[PATCH v3.1 -mmotm 2/2] memcg: move charge of file pages

[Date Prev][Date Next][Thread Prev][Thread Next][Date Index][Thread Index]

 



On Thu, 8 Apr 2010 15:44:34 +0900, KAMEZAWA Hiroyuki <kamezawa.hiroyu@xxxxxxxxxxxxxx> wrote:
> On Thu, 8 Apr 2010 14:11:31 +0900
> Daisuke Nishimura <nishimura@xxxxxxxxxxxxxxxxx> wrote:
> 
> > This patch adds support for moving charge of file pages, which include normal
> > file, tmpfs file and swaps of tmpfs file. It's enabled by setting bit 1 of
> > <target cgroup>/memory.move_charge_at_immigrate. Unlike the case of anonymous
> > pages, file pages(and swaps) in the range mmapped by the task will be moved even
> > if the task hasn't done page fault, i.e. they might not be the task's "RSS",
> > but other task's "RSS" that maps the same file.

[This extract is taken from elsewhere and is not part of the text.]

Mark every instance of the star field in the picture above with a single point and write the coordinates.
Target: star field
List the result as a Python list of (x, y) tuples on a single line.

And mapcount of the page is
> > ignored(the page can be moved even if page_mapcount(page) > 1). So, conditions
> > that the page/swap should be met to be moved is that it must be in the range
> > mmapped by the target task and it must be charged to the old cgroup.
> > 
> > Signed-off-by: Daisuke Nishimura <nishimura@xxxxxxxxxxxxxxxxx>
> > ---
> >  Documentation/cgroups/memory.txt |   12 ++++++--
> >  include/linux/swap.h             |    5 +++
> >  mm/memcontrol.c                  |   55 +++++++++++++++++++++++++++++--------
> >  mm/shmem.c                       |   37 +++++++++++++++++++++++++
> >  4 files changed, 94 insertions(+), 15 deletions(-)
> > 
> > diff --git a/Documentation/cgroups/memory.txt b/Documentation/cgroups/memory.txt
> > index 1b5bd04..13d40e7 100644
> > --- a/Documentation/cgroups/memory.txt
> > +++ b/Documentation/cgroups/memory.txt
> > @@ -461,14 +461,20 @@ charges should be moved.
> >     0  | A charge of an anonymous page(or swap of it) used by the target task.
> >        | Those pages and swaps must be used only by the target task. You must
> >        | enable Swap Extension(see 2.4) to enable move of swap charges.
> > + -----+------------------------------------------------------------------------
> > +   1  | A charge of file pages(normal file, tmpfs file(e.g. ipc shared memory)
> > +      | and swaps of tmpfs file) mmaped by the target task. Unlike the case of
> > +      | anonymous pages, file pages(and swaps) in the range mmapped by the task
> > +      | will be moved even if the task hasn't done page fault, i.e. they might
> > +      | not be the task's "RSS", but other task's "RSS" that maps the same file.
> > +      | And mapcount of the page is ignored(the page can be moved even if
> > +      | page_mapcount(page) > 1). You must enable Swap Extension(see 2.4) to
> > +      | enable move of swap charges.
> >  
> >  Note: Those pages and swaps must be charged to the old cgroup.
> > -Note: More type of pages(e.g. file cache, shmem,) will be supported by other
> > -      bits in future.
> >  
> 
> About both of documenataion for 0 and 1, I think following information is omitted.
> 
>  "An account of a page of task is moved only when it's under task's current memory cgroup."
> 
> Plz add somewhere easy-to-be-found.
> 
hmm, I intended to say it by "Note: Those pages and swaps must be charged
to the old cgroup.".
But okey, I updated the documentation. How about this ?

===
From: Daisuke Nishimura <nishimura@xxxxxxxxxxxxxxxxx>

This patch adds support for moving charge of file pages, which include normal
file, tmpfs file and swaps of tmpfs file. It's enabled by setting bit 1 of
<target cgroup>/memory.move_charge_at_immigrate. Unlike the case of anonymous
pages, file pages(and swaps) in the range mmapped by the task will be moved even
if the task hasn't done page fault, i.e. they might not be the task's "RSS",
but other task's "RSS" that maps the same file. And mapcount of the page is
ignored(the page can be moved even if page_mapcount(page) > 1). So, conditions
that the page/swap should be met to be moved is that it must be in the range
mmapped by the target task and it must be charged to the old cgroup.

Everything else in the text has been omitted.